The Naikorokoro villager from Sigatoka Valley said he left the tourism industry to return to the farm.
"I used to work at the Mokusigas Island Resort but I left the job and came here to work on the farm that my father used to work on," he said.
Mr Ravuvou said he bought the two goats from the ministry for $120 each because they were sickly. The ministry wanted to get rid of them, he added.
In recent weeks, his son sold the goats at $300 each, Mr Ravuvou said.
"I took care of the two (goats) and we made a profit from their sale. Goat meat is a delicacy in these parts and people are prepared to pay the price," he said.
Mr Ravuvou said goat meat was sold at $3 a kg live weight and $10-$15 for dressed meat.
He said he was concerned at the safety of his livestock after some goats disappeared from his farm
"Now, I always keep them tied to a rope and I make sure they are tied when I bring them from the pasture," he said.
Mr Ravuvou said he wanted to erect a fence around his property for the safety of the goats but his expenses were prohibititive.

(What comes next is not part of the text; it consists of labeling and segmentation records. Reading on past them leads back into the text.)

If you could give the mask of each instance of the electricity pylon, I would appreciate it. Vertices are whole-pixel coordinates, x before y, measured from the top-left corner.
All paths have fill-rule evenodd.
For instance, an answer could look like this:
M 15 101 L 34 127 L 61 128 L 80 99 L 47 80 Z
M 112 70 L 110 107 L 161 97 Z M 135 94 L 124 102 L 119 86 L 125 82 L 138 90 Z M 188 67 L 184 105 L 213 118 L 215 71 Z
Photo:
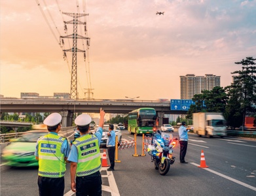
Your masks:
M 71 72 L 71 89 L 70 89 L 70 96 L 71 99 L 77 99 L 77 52 L 84 52 L 84 57 L 85 50 L 80 50 L 77 48 L 77 39 L 86 39 L 87 40 L 87 45 L 90 45 L 89 41 L 90 38 L 86 37 L 82 35 L 79 35 L 77 34 L 77 25 L 86 25 L 86 22 L 82 22 L 78 20 L 79 18 L 88 16 L 88 14 L 79 14 L 79 13 L 68 13 L 68 12 L 62 12 L 64 14 L 67 15 L 69 16 L 73 17 L 72 20 L 69 20 L 67 22 L 64 21 L 65 24 L 65 29 L 66 29 L 65 24 L 73 24 L 73 34 L 68 35 L 66 36 L 60 36 L 60 39 L 67 38 L 67 39 L 73 39 L 73 48 L 67 50 L 63 50 L 64 54 L 65 52 L 72 52 L 72 72 Z M 85 26 L 85 29 L 86 29 Z M 63 40 L 62 40 L 63 41 Z M 63 41 L 62 41 L 63 42 Z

"Goat fencing costs about $215 for a 50metre length and it is hard for small scale farmers like me to afford that.
"I had requested help from the Ministry of Agriculture but there has not been any response from them.
"I am not the kind of person to sit and wait for someone to decide to help me, and so I think I will try to buy the fencing material bit by bit,' he said.
The career change from tourism to agriculture was owed to the fact that he grew weary from depending on his weekly pay packet in the tourism sector.
"I do not want to be so reliant on the money I get from working for someone else, so I do my own farming now.
"Here I am my own boss and I can work how I want to and I do not have to wait for someone else to pay me," he said.
Mr Ravuvou intends to branch out to cash crops like pawpaws, tomatoes and long beans.
cucumber and other cash crops on his farm to supplement his income from the goats.
"People buy goats once in a while but they will always buy vegetables," he explained.